Fui feroz na alocação do meu espaço mental, quer em direcção, quer em proporção: muito tempo para novas experiências, pouco tempo para a minha família. Muito esforço em coisas passageiras, pouco esforço em coisas que permanecem. Muita entrega ao que gostava de fazer, pouca entrega ao que devia fazer.

E claro que foram óptimos tempos. Muitas experiências novas, e muitos amigos novos. Mas sentia um buraco dentro de mim cada vez maior. Estranhamente, dia após dia, mês após mês, apesar de me encher de experiências novas, a minha insatisfação continuava a crescer.

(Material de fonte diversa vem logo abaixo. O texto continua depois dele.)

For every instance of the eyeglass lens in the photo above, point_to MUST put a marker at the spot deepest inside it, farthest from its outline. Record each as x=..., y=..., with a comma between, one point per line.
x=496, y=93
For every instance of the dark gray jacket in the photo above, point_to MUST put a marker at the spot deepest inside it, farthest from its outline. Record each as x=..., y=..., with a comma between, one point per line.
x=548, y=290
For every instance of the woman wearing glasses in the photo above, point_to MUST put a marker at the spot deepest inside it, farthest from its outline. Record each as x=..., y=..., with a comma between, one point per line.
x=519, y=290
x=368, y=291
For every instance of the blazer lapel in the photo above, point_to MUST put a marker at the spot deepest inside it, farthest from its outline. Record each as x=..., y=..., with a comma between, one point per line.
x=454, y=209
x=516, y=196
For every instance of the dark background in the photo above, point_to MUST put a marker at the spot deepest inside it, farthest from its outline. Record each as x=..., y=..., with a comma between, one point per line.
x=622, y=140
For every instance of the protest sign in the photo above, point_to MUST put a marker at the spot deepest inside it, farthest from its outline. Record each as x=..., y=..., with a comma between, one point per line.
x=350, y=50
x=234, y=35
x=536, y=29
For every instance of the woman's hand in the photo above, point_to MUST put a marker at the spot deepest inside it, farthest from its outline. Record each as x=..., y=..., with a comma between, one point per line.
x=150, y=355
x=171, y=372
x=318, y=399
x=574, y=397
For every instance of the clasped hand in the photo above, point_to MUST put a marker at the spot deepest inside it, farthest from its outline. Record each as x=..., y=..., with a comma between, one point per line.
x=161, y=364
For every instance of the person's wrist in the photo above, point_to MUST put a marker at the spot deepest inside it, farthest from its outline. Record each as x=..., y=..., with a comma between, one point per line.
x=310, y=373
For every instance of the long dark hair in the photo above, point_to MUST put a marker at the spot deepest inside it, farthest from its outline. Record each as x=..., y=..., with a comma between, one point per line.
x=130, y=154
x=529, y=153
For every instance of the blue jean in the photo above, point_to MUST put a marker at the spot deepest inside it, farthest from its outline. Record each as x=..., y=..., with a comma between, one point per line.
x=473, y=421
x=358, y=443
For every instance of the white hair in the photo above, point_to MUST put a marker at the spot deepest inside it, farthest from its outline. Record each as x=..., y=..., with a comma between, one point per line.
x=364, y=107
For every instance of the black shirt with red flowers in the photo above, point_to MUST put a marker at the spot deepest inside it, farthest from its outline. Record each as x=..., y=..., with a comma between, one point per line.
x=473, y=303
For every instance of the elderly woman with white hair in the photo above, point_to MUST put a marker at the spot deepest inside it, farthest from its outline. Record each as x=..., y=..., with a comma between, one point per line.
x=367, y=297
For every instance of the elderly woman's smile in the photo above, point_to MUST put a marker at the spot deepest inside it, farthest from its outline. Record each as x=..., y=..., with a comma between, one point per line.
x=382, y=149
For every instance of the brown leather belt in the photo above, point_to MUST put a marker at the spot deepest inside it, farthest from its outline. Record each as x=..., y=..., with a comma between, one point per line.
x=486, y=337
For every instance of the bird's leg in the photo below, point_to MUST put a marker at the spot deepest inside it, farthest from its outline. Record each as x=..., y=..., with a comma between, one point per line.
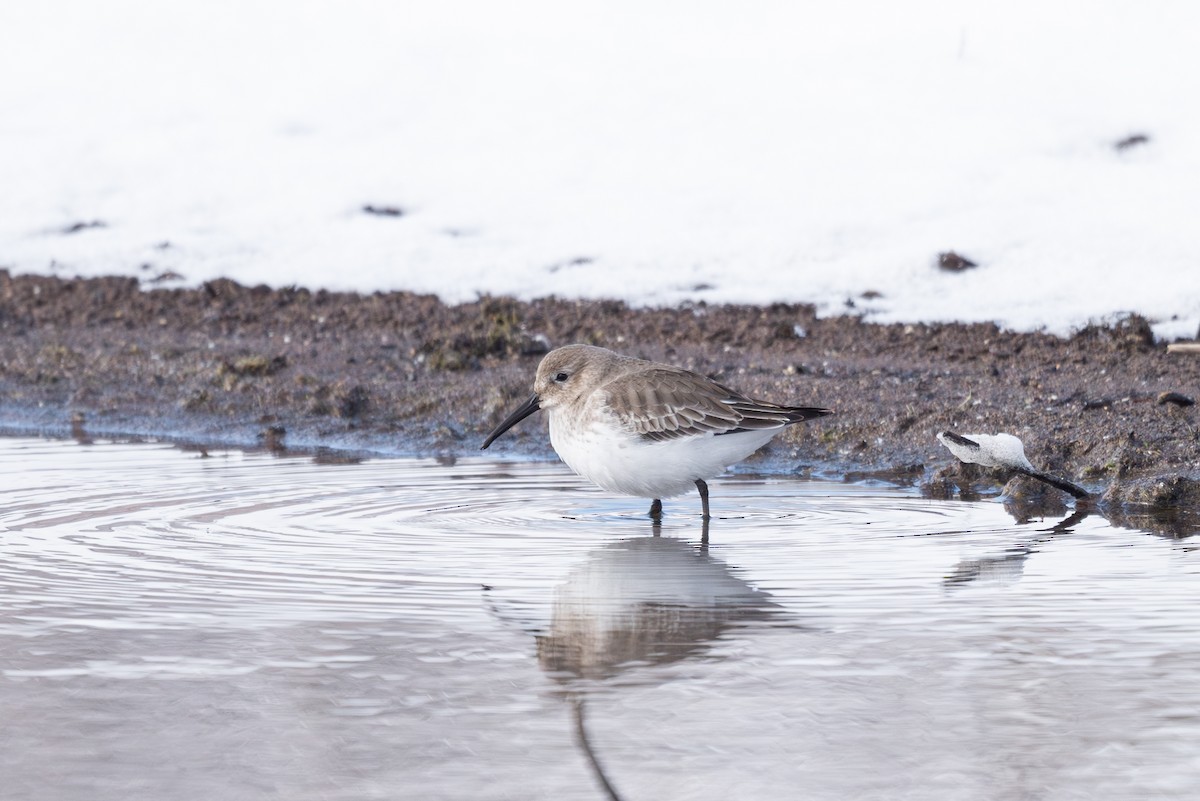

E aconteceu que baixei a guarda. Da enorme disciplina que tinha em fazer o que me apetecia, experimentei fazer uma vez o que realmente queria. E a sensação foi boa. Fui passear com amigos de longa data. Desse passeio multiplicaram-se as conversas e programas engraçados.
Dei por mim rodeado daqueles amigos francamente honestos, bons e comprometidos. Malta que achava aborrecida. Mas que até se sabia divertir. A minha namorada foi estranhamente paciente e respeitadora comigo.

Por estar rodeado desta gente invulgar, dei por mim a estar mais atento ao que se passava dentro de mim. Sentia uma verdade dentro do meu coração, à qual me sentia chamado a responder: ser fiel aos meus compromissos, ser genuíno no trabalho, respeitar as pessoas com quem vivo, entregar-me ao que a vida me dá.

Tudo pensamentos que semanas antes, eram precisamente… impensáveis.

Por me ter habituado a ser tão bom a dizer pequenas mentiras e a fazer o que me apetecia, agora que estava atento ao que estava dentro de mim e ao que estes amigos me diziam, era francamente bom a detectar quando queria voltar a fazer o que me dava na gana, e não o que devia.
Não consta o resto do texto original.